On appeal, the Full Bench of the Commission upheld the original decision. But the Bench rejected the comparison between online and pub conversations, because online discussion can have a wider circulation, is easily forwarded on to others, and leaves a permanent record.

At the same time, though, the Commission said that given it was normal for people to discuss their work lives and the people in them, it was:

Mindful of the need not to impose unrealistic standards of behaviour and discourse about such matters or to ignore the realities of workplaces.

In mid December 2013, the Federal Court rejected Linfox’s appeal against this decision.

The original Commission decision appeared to rest heavily on the employees’ argument that because of his inexperience with social media, he believed his webpage was private. According to the Full Bench, such claims of ignorance “on the part of an older worker … might be viewed differently in the future”. As understanding of Facebook grows in the community, “ignorance may cease to hold much weight”.

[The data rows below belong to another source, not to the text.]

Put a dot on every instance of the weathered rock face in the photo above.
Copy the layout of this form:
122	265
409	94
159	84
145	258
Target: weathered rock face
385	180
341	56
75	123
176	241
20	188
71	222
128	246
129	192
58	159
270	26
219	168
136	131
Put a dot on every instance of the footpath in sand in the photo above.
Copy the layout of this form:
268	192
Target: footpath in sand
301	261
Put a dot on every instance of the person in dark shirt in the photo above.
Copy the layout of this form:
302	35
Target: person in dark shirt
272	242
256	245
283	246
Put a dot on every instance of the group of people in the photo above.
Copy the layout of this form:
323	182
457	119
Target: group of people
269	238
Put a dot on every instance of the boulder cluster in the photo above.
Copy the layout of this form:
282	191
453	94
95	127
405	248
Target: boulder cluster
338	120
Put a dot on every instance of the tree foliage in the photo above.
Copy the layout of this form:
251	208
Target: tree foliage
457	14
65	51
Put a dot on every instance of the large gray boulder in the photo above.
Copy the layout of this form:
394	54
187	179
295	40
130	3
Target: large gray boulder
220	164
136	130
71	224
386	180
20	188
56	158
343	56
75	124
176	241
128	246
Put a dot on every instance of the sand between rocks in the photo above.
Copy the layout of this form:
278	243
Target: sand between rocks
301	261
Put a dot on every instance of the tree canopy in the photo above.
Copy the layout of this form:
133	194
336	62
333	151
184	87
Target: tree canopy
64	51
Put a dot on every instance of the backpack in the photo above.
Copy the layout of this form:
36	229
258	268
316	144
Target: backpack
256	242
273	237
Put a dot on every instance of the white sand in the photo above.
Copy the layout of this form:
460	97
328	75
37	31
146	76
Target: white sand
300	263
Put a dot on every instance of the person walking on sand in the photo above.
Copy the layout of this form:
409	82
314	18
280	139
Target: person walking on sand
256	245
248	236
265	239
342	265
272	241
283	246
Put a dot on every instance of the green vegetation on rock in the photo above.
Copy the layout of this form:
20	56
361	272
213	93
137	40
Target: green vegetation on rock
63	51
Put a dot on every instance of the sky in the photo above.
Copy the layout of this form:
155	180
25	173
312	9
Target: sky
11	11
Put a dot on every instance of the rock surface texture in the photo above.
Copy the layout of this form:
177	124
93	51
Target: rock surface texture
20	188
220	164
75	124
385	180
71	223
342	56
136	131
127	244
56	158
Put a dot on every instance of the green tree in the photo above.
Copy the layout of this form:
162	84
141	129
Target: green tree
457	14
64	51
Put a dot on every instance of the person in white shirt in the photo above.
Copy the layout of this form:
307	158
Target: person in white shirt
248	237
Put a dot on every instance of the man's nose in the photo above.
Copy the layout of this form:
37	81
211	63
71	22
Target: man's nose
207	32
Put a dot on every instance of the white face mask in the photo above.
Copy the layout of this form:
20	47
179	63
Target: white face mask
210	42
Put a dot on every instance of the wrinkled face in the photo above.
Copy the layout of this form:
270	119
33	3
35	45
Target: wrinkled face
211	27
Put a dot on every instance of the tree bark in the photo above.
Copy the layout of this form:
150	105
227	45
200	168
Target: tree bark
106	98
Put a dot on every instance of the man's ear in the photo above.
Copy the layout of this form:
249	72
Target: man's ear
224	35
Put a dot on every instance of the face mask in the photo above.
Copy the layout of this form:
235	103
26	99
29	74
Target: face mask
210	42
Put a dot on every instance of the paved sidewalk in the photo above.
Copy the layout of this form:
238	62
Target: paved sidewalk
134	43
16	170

Beyond the social media policy

This decision has also made clear, however, that a crucial consideration for tribunals will be whether the organisation has adopted and communicated a social media policy to employees.

The policy must inform staff what is appropriate, what is prohibited and what the consequences of misuse will be. It is not sufficient to have a detailed policy in place: an employer must have taken pains to acquaint employees with it.

The problem that remains however, is that individuals lack total control over private social media forums. Privacy settings constantly change, and it can be difficult controlling the behaviour of “friends” who may choose to share content. The only safe strategy for an employee even when off duty, therefore, may very well be not to engage in any discussion about work in any online forum.